5. In addition to titles and authors of selected published papers and books, ISI indexes also give their citation data; hence, solving Guillermo's worry of ISI’s bias against books. The number of times a paper or book is cited is a recognized measure of quality. A correction factor is used to remove distortions due to different citation rates in different disciplines, solving another problem raised by Guillermo. 
6. Further, Fred Grinnell says in his book Everyday Practice of Science that the easiest way to assess if one has made any major contributions to one’s field is with the ISI data base called Web of Knowledge (showing authors, published titles, and citations). You can get the same information, but not quite as complete, from Google Scholar, he added.
7. The stature of top scientists in various fields is reflected by their scores in ISI indexes—for quantity and quality of published work. On the other hand, most of our prominent academics, scientists, so-called experts, and even National Scientists—selected by peer judgment—lack the number and citations of their publications. You can find out from Google Scholar (Item 6), Google or Yahoo search, and also from “Celebrating the UP Centennial.”

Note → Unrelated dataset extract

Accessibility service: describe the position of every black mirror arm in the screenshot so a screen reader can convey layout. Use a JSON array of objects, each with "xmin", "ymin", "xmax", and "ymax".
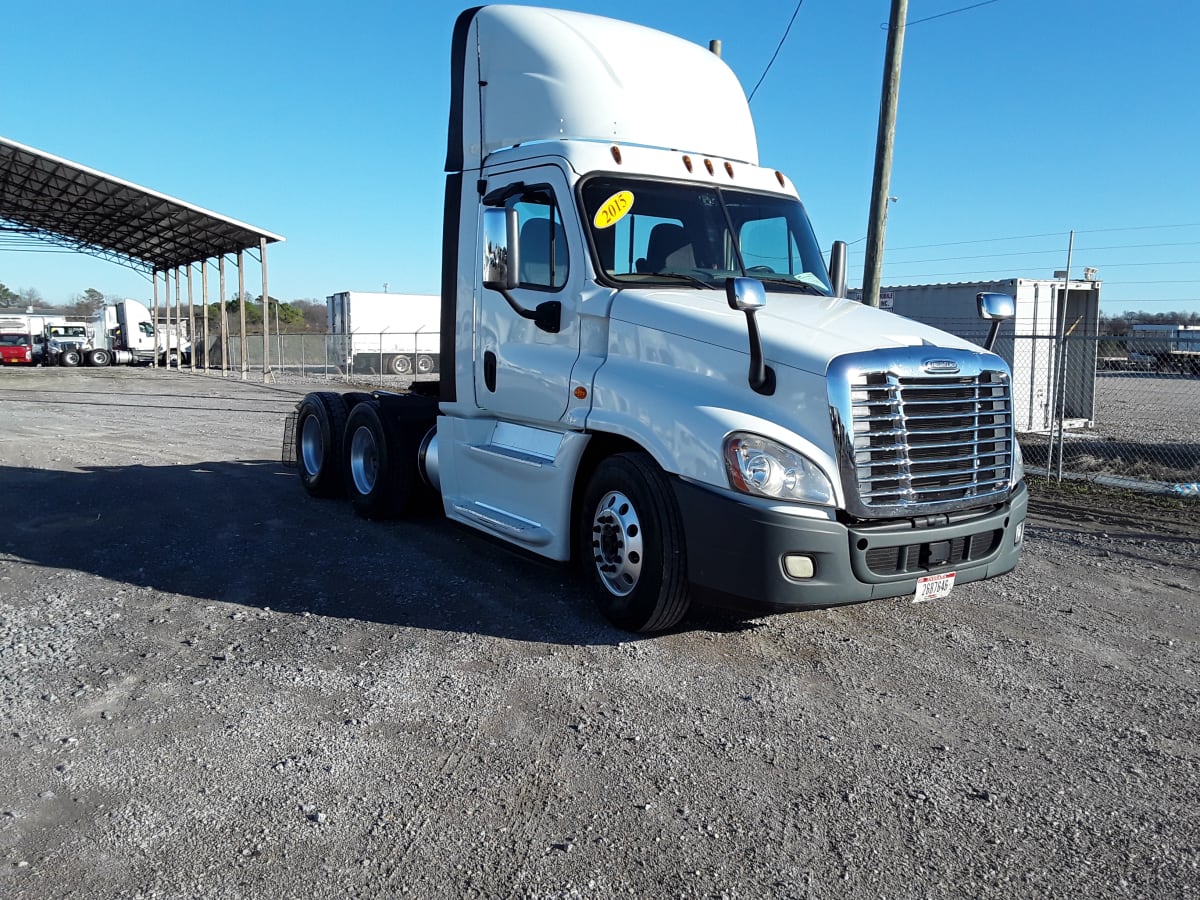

8. There is no question that the quality rather than the number of publications is a better indicator of research performance. Again, to remind Guillermo, we can only rely on the ISI citation indexes for valid citations because we lack experts to judge quality. For example, how can the quality of work done by a Filipino biogeographer be evaluated by his peers in the Philippines if he is the only well-published biogeographer in the country?
9. It is true that in western countries, where all competent scientists publish in ISI-indexed journals, there is much discussion concerning the misuse and abuse of “numerology.”  This does not mean that numerical data are completely useless. Many who question the usefulness of the ISI-indexed journals or ISI indexes in measuring academic performance can be shown as poorly published.
10. The utility of numerical data can be seen, for example, in a recent paper ("Expert credibility in climate change" published in the Proc. Natl. Acad. Sci. USA) on Anthropogenic Climate Change (ACC) that reports, "The relative climate expertise and scientific prominence of the researchers unconvinced (deniers) of ACC are substantially below that of the convinced researchers.”
Finally, my call for visionary leadership should not be confused with preference or support for fascist rule. Guillermo's appeal to Philippine nationalism is misplaced. Mediocrity has never been a UP tradition.

Dr. Flor Lacanilao obtained both his BS and MS in Zoology from the University of the Philippines in Diliman and his PhD, with specialization in comparative endocrinology, from the University of California at Berkeley. He served as professor and chairman of the Zoology Department at UP Diliman and chancellor of UP Visayas. He made pioneering discoveries in neuroendocrinology and led the research group that achieved the first spontaneous breeding of milkfish in captivity.

Dr. Ramon Guillermo is associate professor at the Department of Filipino and Philippine Literature, University of the Philippines-Diliman. He received his Ph.D. in Southeast Asian Studies from the University of Hamburg, Germany.